One of the students who answered was Amber Murphy of Pine-Richland High School, which had not participated in the Data Jam.

Murphy was a natural for the program. She’d already had an introduction to data science through her science fair project which focused on searching for correlations between the occurrence of medical conditions such as dental disease or hypertension in people with HIV, comparing those numbers to those in people without the virus.

Learning the Ropes of Data Science

In keeping with the goals of the original Data Jam, the COVID student projects are giving high school students a taste of data science, how it works and whether it might be something they’d want to consider for a future career.

Working with Oliver Yao as her student mentor, Murphy and the rest of her group have looked at a number of factors in the COVID pandemic, including the economic aspect. They’re currently working on a possible survey of local businesses to see which have tried to access federal aid money.

Tony Robol, a student at Peters Township High School—which also had not been participating in the Data Jam—tried his hand at creating a mathematical model that might help predict the course of the COVID pandemic in Pennsylvania.
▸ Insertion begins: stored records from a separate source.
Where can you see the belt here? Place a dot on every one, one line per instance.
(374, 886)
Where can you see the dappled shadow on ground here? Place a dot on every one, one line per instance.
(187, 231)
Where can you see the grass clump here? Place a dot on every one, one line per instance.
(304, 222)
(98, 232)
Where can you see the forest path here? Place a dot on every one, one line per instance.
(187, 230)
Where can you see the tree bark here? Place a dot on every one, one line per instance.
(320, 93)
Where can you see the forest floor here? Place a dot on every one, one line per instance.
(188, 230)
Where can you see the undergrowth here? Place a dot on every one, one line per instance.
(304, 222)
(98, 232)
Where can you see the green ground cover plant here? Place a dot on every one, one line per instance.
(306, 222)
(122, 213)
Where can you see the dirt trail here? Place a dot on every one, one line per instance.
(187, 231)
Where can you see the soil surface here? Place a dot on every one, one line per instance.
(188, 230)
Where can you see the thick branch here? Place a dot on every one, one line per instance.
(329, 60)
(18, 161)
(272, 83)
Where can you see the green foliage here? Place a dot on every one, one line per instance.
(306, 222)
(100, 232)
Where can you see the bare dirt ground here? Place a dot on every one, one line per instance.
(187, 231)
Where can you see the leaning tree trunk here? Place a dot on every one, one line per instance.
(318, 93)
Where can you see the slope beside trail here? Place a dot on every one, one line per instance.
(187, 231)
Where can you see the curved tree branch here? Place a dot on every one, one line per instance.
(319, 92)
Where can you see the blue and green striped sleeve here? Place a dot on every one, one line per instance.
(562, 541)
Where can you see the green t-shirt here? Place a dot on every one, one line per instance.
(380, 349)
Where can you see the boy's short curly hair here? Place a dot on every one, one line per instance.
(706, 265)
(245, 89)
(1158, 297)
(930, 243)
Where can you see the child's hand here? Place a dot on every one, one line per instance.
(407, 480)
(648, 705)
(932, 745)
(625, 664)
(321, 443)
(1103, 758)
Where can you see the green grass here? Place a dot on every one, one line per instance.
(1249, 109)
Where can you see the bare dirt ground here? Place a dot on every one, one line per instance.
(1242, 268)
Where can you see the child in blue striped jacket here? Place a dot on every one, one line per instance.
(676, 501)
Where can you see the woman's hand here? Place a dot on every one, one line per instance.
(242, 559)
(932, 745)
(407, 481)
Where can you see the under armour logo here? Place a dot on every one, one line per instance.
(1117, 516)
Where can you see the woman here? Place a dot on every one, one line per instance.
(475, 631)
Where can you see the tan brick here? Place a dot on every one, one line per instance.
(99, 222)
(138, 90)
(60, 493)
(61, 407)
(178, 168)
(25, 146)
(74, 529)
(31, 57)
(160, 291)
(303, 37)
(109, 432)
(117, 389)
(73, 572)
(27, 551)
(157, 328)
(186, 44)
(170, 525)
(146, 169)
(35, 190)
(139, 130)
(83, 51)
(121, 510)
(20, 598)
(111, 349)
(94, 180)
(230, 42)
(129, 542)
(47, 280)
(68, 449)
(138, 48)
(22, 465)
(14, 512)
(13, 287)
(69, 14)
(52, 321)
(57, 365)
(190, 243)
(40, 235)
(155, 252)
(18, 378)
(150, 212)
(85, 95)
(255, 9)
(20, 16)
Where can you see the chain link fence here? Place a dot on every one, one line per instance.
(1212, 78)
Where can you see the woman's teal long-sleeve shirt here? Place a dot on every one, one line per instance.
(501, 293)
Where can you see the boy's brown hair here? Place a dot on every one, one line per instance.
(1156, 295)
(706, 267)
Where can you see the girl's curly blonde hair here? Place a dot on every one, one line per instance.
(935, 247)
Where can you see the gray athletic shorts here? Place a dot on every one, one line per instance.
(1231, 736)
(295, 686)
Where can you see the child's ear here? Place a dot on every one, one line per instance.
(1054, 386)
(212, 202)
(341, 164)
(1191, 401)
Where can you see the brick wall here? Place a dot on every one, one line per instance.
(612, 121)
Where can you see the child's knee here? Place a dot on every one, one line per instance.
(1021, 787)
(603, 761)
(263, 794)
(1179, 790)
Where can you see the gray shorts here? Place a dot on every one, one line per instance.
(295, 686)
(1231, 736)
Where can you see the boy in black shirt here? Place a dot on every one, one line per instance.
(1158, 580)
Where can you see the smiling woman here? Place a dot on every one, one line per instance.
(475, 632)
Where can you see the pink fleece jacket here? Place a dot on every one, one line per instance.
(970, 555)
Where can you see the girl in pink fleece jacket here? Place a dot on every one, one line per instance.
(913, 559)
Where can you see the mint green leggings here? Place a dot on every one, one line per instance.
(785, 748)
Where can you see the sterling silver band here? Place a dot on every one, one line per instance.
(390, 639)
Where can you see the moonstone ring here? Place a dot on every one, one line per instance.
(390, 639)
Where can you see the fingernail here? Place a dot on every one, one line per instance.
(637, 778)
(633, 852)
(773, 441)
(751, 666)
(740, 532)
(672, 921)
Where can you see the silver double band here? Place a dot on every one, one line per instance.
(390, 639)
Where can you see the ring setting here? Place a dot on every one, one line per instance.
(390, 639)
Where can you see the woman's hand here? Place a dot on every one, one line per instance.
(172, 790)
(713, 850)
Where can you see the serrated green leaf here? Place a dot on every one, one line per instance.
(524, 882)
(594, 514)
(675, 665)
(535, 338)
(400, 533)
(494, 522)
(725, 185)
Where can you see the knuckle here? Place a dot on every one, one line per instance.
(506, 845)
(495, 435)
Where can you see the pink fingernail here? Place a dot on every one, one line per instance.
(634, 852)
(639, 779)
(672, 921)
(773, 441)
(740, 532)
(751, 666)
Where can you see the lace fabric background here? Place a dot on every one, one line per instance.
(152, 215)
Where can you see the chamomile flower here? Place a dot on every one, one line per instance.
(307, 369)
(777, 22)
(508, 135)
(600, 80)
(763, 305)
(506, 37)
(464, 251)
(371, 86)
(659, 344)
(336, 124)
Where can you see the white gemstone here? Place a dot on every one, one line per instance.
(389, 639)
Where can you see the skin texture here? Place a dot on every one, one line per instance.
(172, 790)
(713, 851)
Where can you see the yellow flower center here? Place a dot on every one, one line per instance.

Using state data on COVID-19 cases and statistics on hospitalization and number of hospital beds in the state, he found that a relatively simple equation tracked very well with the number of cases as of April 21, and predicted that the number of COVID hospitalizations would peak at just under 4,000—well under the available 13,500 beds.

Importantly, though, Robol’s analysis included a number of caveats. Would the equation he’d picked continue to be accurate? Does the fact that, unlike in his model, the number of cases have spiked recently in Pennsylvania, further call the prediction into question?

“The spread of Coronavirus is very complex,” Robol says, with many possible factors affecting it. “Obviously we want to prevent cases, prevent deaths in the long run, but the problem with flattening the curve is its effects on society, its economic effects, its mental health effects.”

“Starting with something basic can lead you to factors that initially you might not have thought about,” Pine-Richland student Murphy says. “It leads to a radically different outcome than you would have thought.”

Learning how to try things out, recognize when something isn’t working, and decide whether to keep trying or move on to something better are all part of the lesson, Robol adds. “When you hit a bump in the road, you have to either go around it or go through it.”

Coping—and Sticking to the Mission

Robol’s advice applies to the projects’ role in the students’ lives as well as the lessons learned.

“This project is definitely helping with the stay-at-home situation,” he says. “We just started back at school [remotely], and with the COVID projects I’ve been busier than I have been at school. It’s helping me stay engaged, and not bored.”

The Data Jam organizers have not given up on their central mission of bringing the potential of data science to high school students.

“When I presented at an international conference, a number of people from Europe were quite impressed we were able to do this, and not as just a weekend effort,” Sooriamurthi says. “One of the things that caught many people’s eyes was how many young women were involved.”

He hopes that, in addition to reaching out to students with less in-home access again once the COVID pandemic is over, the involvement of new students at more schools may prove another opportunity for future Data Jams to grow. Eventually, high schools will have data-based curricula that can provide this opportunity to all students.

“We’ll know when we’ve succeeded when we no longer need Data Jam,” Sooriamurthi says.